É uma amizade de longa data e este trabalho se dá desta forma. Todas as pessoas que estão envolvidas nele são parceiras, o que viabiliza tanto financeiramente, pois estão dispostos a somar, quanto energeticamente, pois é muito gostoso trabalhar com amigos. Guilherme Kafé foi a primeira pessoa a quem apresentei um compilado de minhas composições e me incentivou a seguir com esse trabalho solo. Fomos dando vida a essas composições e chamando mais gente para somar. Algumas composições deste álbum, inclusive, são parcerias com Guilherme Kafé.
Já o Ivan Gomes a gente pescou quando resolveu esquematizar e concretizar a gravação, pela admiração que temos pela expertise e excelência em seu trabalho. A gente vive ainda numa sociedade muito machista e misógina, e trabalhar com homens que são aliados na luta contra o patriarcado só poderia ser muito bom, pois me deu muita segurança, muito chão, conforto e liberdade para criar. Fora os momentos de grandeza que é trabalhar em família, que é como nos relacionamos depois de tanto tempo de fruitiva convivência.
Como você decidiu convidar Kiko Dinucci e Toninho Carrasqueira e como foi a participação deles no disco?
Enquanto compunha Ai de mim [outra faixa do disco], já pensava na flauta de Toninho Carrasqueira, um parceiro da minha família desde antes do meu nascimento, então não poderia ser outra pessoa a gravá-la. Kiko Dinucci tem uma reverência com sua forte e responsável pesquisa na música, com uma atenção cuidadosa à cultura popular e detentores desses saberes. Me identifico com seu trabalho quando percebo que ele faz justamente o que venho tentando fazer: uma arte autêntica e não alienada da política e de questões importantes que atravessam nossa sociedade. Trabalhar com eles foi incrível, uma grande aula para todos que estavam envolvidos no processo de gravação. Um presente! O seu trabalho traz um olhar novo para aspectos tradicionais da música brasileira. Como você definiria a sua contribuição para esse legado cultural?
Minha contribuição para o legado da música brasileira vem da interseção entre tradição e reinvenção. Trago elementos das culturas populares, como o bumba meu boi, o tambor de crioula e a capoeira angola, mas os ressignifico em arranjos e narrativas que dialogam com o presente. Meu trabalho valoriza as raízes ancestrais, mas sem fixá-las no passado — ao contrário, busco trazê-las para a superfície, em diálogo com sonoridades contemporâneas. Além disso, minha música carrega um olhar de luta, atravessado pelo antirracismo, pela resistência feminina e pelas questões de classe, ampliando o alcance das vozes que há séculos constroem a identidade musical do Brasil.

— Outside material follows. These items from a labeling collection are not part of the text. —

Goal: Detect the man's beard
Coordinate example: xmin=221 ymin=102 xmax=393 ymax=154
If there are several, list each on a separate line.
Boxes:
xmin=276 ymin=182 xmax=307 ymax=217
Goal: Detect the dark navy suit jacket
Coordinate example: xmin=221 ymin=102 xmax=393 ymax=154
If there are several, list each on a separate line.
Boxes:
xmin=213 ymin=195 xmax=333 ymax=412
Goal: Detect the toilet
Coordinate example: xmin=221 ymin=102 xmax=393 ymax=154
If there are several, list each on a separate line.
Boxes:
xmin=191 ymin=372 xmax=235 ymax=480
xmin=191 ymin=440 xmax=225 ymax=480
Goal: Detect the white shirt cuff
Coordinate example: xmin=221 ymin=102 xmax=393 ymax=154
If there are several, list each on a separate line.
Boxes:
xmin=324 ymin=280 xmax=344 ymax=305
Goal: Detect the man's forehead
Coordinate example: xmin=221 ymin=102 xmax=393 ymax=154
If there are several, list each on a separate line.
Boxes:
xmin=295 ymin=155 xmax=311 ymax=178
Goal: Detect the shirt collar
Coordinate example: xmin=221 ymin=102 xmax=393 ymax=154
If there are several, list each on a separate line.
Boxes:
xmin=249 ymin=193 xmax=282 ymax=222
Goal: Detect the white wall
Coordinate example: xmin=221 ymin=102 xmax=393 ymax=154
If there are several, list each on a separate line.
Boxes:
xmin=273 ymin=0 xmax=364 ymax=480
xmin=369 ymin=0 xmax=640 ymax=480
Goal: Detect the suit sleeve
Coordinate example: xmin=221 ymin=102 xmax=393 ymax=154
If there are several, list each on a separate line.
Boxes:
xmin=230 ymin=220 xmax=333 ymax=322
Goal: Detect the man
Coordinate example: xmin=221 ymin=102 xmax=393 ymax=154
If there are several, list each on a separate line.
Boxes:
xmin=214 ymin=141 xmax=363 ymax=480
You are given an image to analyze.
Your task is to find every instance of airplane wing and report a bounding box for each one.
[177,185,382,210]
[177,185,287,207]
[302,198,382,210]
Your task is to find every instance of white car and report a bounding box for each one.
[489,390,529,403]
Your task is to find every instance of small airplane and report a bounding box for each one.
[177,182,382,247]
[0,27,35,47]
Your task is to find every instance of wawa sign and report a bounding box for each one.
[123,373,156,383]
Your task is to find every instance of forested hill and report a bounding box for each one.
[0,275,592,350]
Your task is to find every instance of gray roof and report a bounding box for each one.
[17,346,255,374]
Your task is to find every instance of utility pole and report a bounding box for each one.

Qual, para você, é a mensagem principal do disco?
A mensagem principal do disco é trazer à tona o que está no límen [dito de grosso modo, algo como o limite, ou limiar, a partir do qual um estímulo passa a ser percebido], e, como boa aquariana que sou, gosto muito da ideia de trazer à tona, e isto pode ser feito com humor, leveza e, sim, seriedade, também, sempre que for preciso. Trazer à tona: dores, amores, a questão da exploração que segue sendo o sustento do capitalismo em que estamos todos inseridos.